Er und seine Frau leben derzeit in verschiedenen Unterkünften
Seit November gibt es den Kurs, und Hassan ist von Beginn an dabei.
",Dankeschön‘ war anfangs das einzige deutsche Wort, das ich konnte", erklärt der junge Mann, dessen Frau getrennt von ihm in einer Unterkunft in Südbayern lebt.Jetzt habe er schon zählen gelernt und wende seine Deutschkenntnisse im Alltag beim Einkaufen an: "Ich möchte zwei, drei...", sagt er und lächelt. Er hofft, dass seine Frau bald ebenfalls nach Coburg kommen kann.
"Wir haben hier ein ganz unterschiedliches Bildungsniveau", erklärt Elena Pietsch. "Das geht querbeet bis hin zum Akademiker." Pietsch hat Lehramt für Realschule studiert, in Coburg an der Hochschule ihren Master in Sozialer Arbeit gemacht, arbeitet als Seminarleiterin im Berufsfortbildungszentrum (bfz) und gibt Sprachunterricht.
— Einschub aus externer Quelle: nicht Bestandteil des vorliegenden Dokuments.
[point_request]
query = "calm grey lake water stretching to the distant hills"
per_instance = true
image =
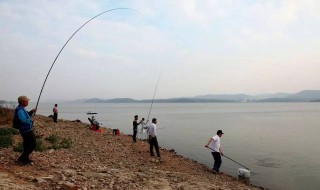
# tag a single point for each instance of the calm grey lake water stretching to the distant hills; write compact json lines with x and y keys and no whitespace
{"x":279,"y":142}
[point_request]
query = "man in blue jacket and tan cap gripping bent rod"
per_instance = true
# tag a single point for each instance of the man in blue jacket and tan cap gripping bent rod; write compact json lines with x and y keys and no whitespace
{"x":22,"y":120}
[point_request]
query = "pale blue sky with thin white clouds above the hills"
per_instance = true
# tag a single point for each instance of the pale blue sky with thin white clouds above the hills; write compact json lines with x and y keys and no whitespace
{"x":194,"y":47}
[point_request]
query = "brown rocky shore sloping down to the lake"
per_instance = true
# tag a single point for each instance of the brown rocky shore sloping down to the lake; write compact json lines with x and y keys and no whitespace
{"x":104,"y":161}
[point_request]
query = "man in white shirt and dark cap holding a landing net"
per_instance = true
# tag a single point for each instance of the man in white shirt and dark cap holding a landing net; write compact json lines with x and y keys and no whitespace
{"x":216,"y":151}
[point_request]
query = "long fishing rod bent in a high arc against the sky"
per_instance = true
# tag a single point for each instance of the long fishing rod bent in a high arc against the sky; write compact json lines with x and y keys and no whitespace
{"x":68,"y":42}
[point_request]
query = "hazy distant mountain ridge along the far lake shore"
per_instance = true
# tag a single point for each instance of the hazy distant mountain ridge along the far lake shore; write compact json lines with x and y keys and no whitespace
{"x":302,"y":96}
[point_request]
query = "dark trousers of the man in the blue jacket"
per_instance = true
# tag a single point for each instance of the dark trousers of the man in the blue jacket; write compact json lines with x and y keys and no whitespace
{"x":29,"y":144}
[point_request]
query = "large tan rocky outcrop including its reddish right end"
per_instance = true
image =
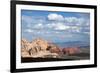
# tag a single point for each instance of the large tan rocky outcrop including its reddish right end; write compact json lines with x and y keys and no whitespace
{"x":38,"y":48}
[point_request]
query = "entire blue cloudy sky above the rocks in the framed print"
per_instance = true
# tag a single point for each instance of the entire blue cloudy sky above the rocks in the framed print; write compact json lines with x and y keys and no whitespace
{"x":55,"y":26}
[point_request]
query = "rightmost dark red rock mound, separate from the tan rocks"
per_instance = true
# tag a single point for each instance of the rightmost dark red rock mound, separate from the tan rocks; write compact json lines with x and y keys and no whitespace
{"x":70,"y":51}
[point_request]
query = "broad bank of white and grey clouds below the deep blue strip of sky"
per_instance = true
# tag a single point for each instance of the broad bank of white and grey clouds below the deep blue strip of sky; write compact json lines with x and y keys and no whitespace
{"x":53,"y":25}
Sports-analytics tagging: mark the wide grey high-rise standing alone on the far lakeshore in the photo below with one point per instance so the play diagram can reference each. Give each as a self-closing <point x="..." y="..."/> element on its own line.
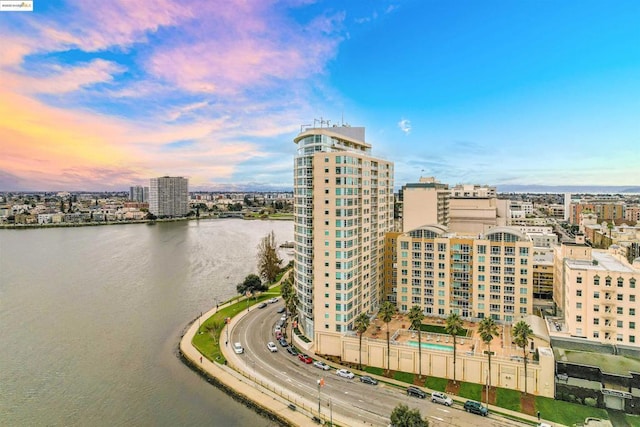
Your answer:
<point x="169" y="196"/>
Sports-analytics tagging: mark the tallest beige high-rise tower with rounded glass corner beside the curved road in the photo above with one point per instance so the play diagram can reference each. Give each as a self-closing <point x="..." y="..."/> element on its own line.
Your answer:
<point x="343" y="206"/>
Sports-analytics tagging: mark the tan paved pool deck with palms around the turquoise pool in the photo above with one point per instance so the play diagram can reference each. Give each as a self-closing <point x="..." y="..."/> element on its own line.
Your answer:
<point x="472" y="344"/>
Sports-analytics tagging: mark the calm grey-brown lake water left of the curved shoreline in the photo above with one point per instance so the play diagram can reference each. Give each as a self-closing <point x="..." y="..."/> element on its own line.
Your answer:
<point x="90" y="318"/>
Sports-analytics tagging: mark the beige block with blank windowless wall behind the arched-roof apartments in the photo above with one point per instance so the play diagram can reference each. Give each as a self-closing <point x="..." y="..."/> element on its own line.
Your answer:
<point x="425" y="202"/>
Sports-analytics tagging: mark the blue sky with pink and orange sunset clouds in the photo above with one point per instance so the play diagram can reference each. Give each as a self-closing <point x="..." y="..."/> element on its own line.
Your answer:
<point x="102" y="95"/>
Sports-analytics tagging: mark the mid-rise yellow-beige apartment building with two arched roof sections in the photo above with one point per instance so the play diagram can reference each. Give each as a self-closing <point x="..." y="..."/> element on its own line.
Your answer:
<point x="475" y="277"/>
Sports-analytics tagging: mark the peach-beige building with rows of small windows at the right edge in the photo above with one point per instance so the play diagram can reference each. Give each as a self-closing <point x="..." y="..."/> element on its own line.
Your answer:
<point x="599" y="294"/>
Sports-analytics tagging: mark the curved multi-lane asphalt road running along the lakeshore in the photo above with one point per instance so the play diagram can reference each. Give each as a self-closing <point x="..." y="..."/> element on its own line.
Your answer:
<point x="370" y="404"/>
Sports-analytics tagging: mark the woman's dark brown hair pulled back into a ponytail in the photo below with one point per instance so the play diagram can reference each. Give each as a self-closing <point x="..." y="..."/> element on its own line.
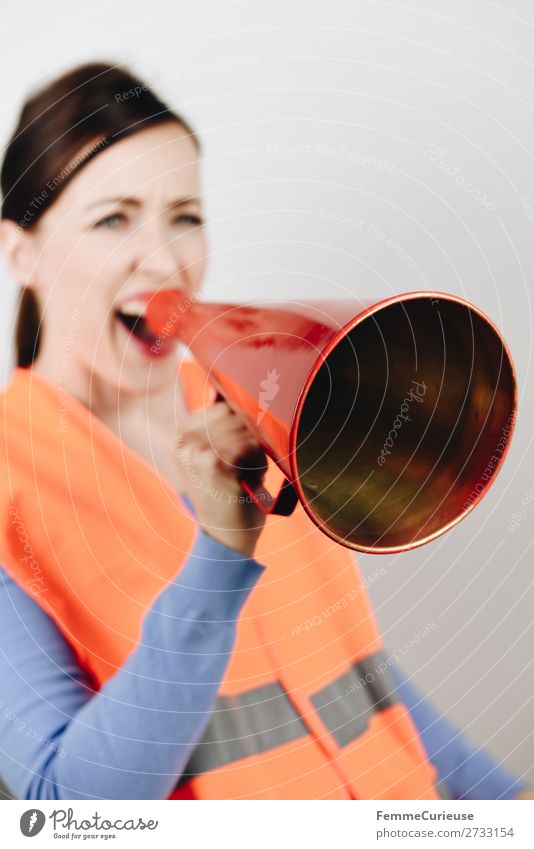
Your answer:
<point x="60" y="128"/>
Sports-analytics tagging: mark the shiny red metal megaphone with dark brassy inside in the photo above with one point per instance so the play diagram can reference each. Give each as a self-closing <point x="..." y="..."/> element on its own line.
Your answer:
<point x="389" y="420"/>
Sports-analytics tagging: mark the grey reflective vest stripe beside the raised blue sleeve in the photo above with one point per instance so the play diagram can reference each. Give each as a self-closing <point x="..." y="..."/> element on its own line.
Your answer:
<point x="245" y="724"/>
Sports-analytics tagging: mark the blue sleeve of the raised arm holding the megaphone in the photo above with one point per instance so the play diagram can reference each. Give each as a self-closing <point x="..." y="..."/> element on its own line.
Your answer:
<point x="131" y="739"/>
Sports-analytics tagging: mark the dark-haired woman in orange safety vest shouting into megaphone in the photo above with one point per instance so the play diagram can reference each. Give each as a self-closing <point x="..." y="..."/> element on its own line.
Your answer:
<point x="160" y="638"/>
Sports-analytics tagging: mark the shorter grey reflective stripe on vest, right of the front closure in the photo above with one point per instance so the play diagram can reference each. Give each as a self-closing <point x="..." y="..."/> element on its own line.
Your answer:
<point x="346" y="704"/>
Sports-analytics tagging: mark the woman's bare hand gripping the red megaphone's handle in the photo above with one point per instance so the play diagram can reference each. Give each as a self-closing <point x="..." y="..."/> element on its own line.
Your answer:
<point x="213" y="448"/>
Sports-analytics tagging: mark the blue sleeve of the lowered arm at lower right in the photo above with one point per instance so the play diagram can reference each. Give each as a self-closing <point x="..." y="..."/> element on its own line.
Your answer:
<point x="467" y="772"/>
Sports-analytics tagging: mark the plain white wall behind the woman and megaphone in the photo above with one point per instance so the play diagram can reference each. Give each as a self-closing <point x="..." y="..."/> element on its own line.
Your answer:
<point x="408" y="121"/>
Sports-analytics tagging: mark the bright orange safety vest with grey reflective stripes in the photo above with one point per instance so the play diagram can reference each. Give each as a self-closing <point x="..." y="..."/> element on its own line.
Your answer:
<point x="306" y="708"/>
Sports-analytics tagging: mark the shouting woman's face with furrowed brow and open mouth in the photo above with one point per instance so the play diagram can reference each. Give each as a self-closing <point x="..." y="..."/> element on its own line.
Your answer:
<point x="127" y="225"/>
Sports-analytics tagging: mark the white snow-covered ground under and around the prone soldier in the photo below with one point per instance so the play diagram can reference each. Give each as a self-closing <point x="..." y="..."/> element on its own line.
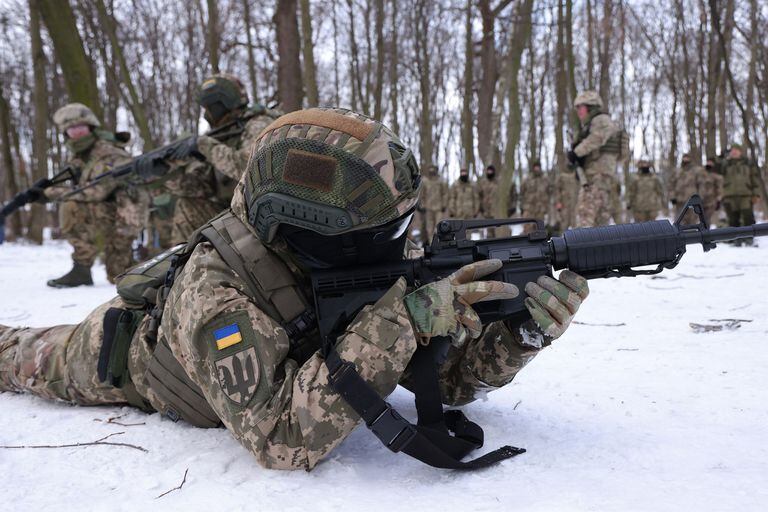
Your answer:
<point x="630" y="410"/>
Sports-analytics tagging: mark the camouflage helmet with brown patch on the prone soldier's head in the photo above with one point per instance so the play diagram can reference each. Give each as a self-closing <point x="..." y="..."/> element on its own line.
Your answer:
<point x="330" y="171"/>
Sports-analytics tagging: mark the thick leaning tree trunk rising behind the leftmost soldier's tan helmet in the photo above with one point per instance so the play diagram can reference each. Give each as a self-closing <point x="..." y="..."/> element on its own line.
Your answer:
<point x="76" y="66"/>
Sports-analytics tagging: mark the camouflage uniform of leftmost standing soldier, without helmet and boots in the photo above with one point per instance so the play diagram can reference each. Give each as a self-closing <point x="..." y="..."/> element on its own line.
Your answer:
<point x="112" y="209"/>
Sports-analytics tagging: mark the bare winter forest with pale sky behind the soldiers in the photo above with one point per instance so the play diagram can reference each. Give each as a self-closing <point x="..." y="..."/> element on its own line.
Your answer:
<point x="465" y="83"/>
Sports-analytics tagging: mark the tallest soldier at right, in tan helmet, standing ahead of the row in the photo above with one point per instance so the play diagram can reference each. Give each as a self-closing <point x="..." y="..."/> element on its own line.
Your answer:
<point x="596" y="150"/>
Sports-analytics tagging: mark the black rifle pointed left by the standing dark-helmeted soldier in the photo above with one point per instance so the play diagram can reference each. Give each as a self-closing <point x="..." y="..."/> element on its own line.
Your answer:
<point x="153" y="164"/>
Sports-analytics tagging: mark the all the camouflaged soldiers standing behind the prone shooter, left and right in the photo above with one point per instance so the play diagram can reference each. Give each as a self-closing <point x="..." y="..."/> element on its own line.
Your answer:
<point x="198" y="184"/>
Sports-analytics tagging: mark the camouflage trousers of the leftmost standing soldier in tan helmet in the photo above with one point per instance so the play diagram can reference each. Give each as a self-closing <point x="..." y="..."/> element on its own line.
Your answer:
<point x="116" y="223"/>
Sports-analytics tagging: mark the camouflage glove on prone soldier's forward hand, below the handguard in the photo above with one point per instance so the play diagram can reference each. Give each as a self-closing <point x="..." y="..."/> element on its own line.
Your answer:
<point x="553" y="302"/>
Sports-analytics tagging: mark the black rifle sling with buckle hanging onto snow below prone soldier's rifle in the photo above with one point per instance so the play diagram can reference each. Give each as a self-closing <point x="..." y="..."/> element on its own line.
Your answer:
<point x="430" y="441"/>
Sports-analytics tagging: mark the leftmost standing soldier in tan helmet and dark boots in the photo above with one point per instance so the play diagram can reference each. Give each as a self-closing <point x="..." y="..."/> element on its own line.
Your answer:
<point x="112" y="209"/>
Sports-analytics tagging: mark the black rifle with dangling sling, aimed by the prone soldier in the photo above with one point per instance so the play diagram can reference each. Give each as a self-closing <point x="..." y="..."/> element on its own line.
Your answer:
<point x="442" y="438"/>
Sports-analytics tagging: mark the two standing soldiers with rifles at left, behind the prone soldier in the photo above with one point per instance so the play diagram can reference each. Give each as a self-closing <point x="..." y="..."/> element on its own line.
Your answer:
<point x="189" y="191"/>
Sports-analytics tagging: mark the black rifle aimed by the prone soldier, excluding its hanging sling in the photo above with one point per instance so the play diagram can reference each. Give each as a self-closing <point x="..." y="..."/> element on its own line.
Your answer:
<point x="597" y="252"/>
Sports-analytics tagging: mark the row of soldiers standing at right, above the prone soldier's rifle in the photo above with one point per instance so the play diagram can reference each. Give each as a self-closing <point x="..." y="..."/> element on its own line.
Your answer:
<point x="588" y="191"/>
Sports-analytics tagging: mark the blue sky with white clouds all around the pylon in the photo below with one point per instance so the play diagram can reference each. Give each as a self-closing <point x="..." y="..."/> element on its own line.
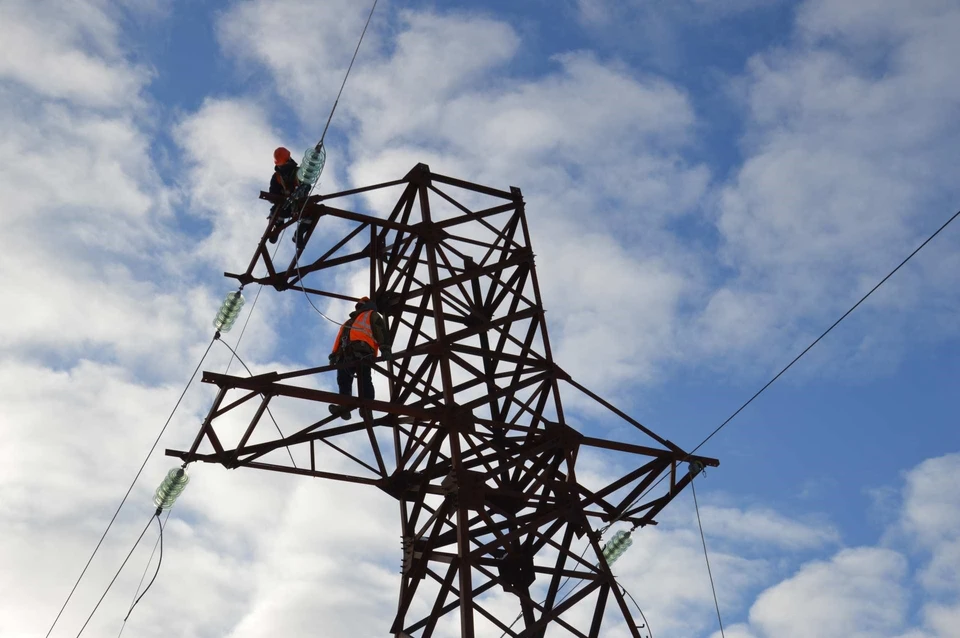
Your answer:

Unterstützt wird die Dozentin von zwei Assistentinnen, die genau wie sie und die Dolmetscher ehrenamtlich arbeiten. "Wir sind wirklich sehr gut ausgestattet", freut sich Pietsch, "das ist wirklich Luxus."
Alle sind motiviert: Lehrer und Schüler
Esther Rothenstein und Stefanie Katheder sind Arbeitskolleginnen in der HUK-Coburg. "Wir wollten uns engagieren und jetzt arbeiten wir hier bei der Caritas", erklärt Rothenstein. Die beiden Assistentinnen kümmern sich momentan um zwei syrische Analphabeten. "Es ist unheimlich schwierig für sie, sich umzustellen", sagt Katheder, "schließlich wird die arabische Sprache von rechts nach links gelesen." Doch alle Teilnehmer seien unheimlich motiviert, sagen die beiden Deutschkräfte. Immerhin rund 90 Prozent von ihnen besuchen den Kurs regelmäßig, schätzen sie. Und so kommen unweigerlich auch andere Themen zur Sprache wie etwa die Krankheit der Tochter, eine gewünschte Begleitung zum Amt. Die Unterstützung werde gerne gewährt, sagt Rothenstein.
"Es bleibt nicht nur beim Deutschkurs."Zum Dank luden die Flüchtlinge ihr Lehrpersonal samt Dolmetschern zu einem Essen in ihre Gemeinschaftsunterkunft ein. Das freute die Dozentin: "Es gab typisch arabische Küche wie Reis mit Erbsen und Lamm und Blätterteigtaschen mit Spinat."